Secondary Outcome Measures
- Change in daily functioning, as measured by the NeuroQOL Cognitive Function scale [Baseline and Post Treatment (6 weeks)]
Change in scores on the NeuroQOL Cognitive Function scale in the experimental group vs. controls. The NeuroQOL Cognitive Function scale is a 28-item self-report measure of daily functioning. Higher scores, defined as those exceeding the normative mean (mean (SD) = 50.09 (10.23)), reflect better self-reported daily cognitive abilities, while lower scores, defined as those falling below the t-score mean of the normative sample, reflect poorer self-reported daily cognitive abilities.
- Change in cognitive performance, as measured by the Multiple Object Tracking test [Baseline and Post Treatment (6 weeks)]

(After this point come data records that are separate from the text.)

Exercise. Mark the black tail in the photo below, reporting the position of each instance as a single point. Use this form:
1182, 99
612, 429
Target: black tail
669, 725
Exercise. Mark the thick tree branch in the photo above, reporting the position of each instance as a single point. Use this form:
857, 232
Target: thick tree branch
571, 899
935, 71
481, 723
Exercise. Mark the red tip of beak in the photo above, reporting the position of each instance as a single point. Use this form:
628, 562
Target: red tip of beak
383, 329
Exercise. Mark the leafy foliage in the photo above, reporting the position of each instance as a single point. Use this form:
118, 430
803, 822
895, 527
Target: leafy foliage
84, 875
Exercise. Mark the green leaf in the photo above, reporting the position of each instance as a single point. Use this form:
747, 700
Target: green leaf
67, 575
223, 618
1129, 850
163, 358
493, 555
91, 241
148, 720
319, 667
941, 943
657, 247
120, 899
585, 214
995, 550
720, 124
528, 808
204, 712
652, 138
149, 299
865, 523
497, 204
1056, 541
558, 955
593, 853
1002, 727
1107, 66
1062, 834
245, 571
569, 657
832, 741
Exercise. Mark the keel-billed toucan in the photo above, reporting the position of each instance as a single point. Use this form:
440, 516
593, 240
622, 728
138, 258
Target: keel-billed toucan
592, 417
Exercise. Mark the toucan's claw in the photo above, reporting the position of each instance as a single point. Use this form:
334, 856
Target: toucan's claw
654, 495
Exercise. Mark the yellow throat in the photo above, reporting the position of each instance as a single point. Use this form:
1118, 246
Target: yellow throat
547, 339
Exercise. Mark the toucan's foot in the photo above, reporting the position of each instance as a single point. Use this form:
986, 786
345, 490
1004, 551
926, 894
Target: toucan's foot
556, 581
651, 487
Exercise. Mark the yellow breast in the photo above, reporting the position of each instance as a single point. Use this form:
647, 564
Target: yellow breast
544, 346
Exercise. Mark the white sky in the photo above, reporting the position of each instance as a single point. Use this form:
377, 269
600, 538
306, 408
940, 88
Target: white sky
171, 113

Change in scores on the Multiple Object Tracking task in the experimental group vs. controls This task measures sustained attention, cognitive control, and working memory, and requires participants to remember and track a set of target circles as they move around the screen, among a larger set of identical distractor circles. The primary outcome measure is the number of dots that a participant was able to track and identify successfully. Higher scores, defined as those exceeding the normative mean (M = 56.94) reflect better performance, while lower scores reflect poorer task performance.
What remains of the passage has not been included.